A la fin de l’audition, le policier explique la suite de la procédure à l’enfant et répond à ses questions.

 

Le discernement

Le crédit donné à la parole d’un enfant dépend de sa capacité de discernement. Celle-ci correspond à sa capacité à comprendre la procédure dans laquelle il se trouve et les faits dénoncés.

En France, le mineur est présumé doté de discernement à partie de 13 ans. Il est présumé ne pas avoir de discernement avant 13 ans. Mais cette présomption peut être renversée quand l’enfant montre un niveau de maturité suffisant.

Art L. 11-1 Code la justice pénale des mineurs : « Les mineurs de moins de treize ans sont présumés ne pas être capables de discernement. Les mineurs âgés d’au moins treize ans sont présumés être capables de discernement. »

L’absence de discernement n’empêche pas son audition. Cette absence permet juste d’analyser différemment les propos portés.

 

Valeur de la parole de l’enfant

« Si la parole de l’enfant peut être l’élément déclencheur d’une enquête, elle ne doit pas et ne peut pas en être la pièce maîtresse. » L’audition du mineur victime – Chantal Zarlowski

La parole de l’enfant est à prendre en compte, en considérant son âge et sa maturité. Plus l’enfant est jeune, plus ses propos doivent être pris avec précautions. L’enfant peut inconsciemment, ou consciemment, mentir ou altérer ses propos originaux.

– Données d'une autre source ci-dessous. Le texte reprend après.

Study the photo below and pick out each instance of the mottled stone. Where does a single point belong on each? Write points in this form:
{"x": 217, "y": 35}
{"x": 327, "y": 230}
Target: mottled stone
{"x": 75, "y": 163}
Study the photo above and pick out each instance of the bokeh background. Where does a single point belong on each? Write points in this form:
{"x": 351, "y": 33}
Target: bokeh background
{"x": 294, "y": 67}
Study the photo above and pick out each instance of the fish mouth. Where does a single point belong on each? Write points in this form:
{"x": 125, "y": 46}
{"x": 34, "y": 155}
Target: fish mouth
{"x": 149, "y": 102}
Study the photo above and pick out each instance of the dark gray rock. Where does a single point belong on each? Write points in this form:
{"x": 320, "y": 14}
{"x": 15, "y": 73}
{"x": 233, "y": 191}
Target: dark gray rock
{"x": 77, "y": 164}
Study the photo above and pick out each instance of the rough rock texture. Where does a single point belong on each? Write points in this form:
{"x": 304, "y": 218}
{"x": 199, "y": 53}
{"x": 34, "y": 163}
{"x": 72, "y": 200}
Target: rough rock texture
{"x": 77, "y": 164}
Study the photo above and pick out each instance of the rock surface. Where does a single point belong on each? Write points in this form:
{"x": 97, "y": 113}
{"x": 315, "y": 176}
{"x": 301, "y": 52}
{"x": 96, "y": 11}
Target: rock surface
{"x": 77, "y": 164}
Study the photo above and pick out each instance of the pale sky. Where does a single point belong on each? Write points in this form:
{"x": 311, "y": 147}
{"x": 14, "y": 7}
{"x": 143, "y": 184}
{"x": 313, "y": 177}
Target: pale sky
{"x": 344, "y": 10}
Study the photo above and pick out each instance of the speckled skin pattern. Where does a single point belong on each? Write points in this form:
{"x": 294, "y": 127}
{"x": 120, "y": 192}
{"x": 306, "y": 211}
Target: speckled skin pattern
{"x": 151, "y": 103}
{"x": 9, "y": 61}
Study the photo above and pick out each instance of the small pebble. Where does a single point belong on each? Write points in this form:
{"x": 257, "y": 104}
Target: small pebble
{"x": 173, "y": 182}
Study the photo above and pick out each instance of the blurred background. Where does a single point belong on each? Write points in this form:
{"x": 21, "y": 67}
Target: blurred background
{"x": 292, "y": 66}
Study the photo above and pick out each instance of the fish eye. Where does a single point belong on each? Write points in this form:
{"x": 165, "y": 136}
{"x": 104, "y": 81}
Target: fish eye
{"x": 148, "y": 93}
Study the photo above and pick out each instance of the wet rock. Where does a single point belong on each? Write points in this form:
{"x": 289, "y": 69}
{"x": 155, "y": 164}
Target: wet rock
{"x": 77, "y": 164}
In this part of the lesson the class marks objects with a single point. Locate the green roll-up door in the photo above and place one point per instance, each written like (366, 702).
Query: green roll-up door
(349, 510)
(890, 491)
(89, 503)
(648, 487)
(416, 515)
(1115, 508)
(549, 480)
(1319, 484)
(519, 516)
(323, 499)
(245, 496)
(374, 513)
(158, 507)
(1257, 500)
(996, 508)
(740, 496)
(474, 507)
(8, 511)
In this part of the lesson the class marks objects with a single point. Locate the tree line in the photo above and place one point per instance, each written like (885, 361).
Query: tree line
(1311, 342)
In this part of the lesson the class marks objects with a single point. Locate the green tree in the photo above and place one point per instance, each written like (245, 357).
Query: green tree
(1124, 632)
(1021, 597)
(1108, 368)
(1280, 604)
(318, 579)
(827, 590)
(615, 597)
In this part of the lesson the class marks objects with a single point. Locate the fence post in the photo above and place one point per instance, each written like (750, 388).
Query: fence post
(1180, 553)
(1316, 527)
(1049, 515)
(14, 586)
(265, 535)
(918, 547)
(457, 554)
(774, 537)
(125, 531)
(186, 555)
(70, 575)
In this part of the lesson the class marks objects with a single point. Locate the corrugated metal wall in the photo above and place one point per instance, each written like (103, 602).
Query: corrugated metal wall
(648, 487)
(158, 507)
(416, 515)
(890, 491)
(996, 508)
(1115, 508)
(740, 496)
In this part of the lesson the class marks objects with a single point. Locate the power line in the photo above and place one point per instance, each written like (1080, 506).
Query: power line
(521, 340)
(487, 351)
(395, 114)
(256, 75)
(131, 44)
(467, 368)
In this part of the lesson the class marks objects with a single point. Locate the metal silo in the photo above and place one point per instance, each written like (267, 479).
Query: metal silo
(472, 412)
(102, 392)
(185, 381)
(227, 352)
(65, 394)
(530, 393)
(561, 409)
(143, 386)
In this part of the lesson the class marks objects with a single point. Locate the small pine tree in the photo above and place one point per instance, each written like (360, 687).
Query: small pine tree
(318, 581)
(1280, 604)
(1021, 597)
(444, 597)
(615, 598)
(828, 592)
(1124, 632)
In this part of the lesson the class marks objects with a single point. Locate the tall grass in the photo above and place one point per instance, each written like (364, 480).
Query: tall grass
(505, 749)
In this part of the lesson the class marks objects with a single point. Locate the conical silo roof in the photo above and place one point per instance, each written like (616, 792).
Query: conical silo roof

La première audition est généralement considérée comme la plus fidèle aux souvenirs de l’enfant, surtout si celle-ci est réalisée peu de temps après les faits. Les études montrent que plus il y a d’auditions, plus celles-ci se contredisent.

 

Conclusion :

 

Il est important de garder la parole de la victime au rang d’élément de preuve et non de manifestation de la vérité. L’accompagnement de la victime doit se faire en dehors du procès, par des professionnels compétents.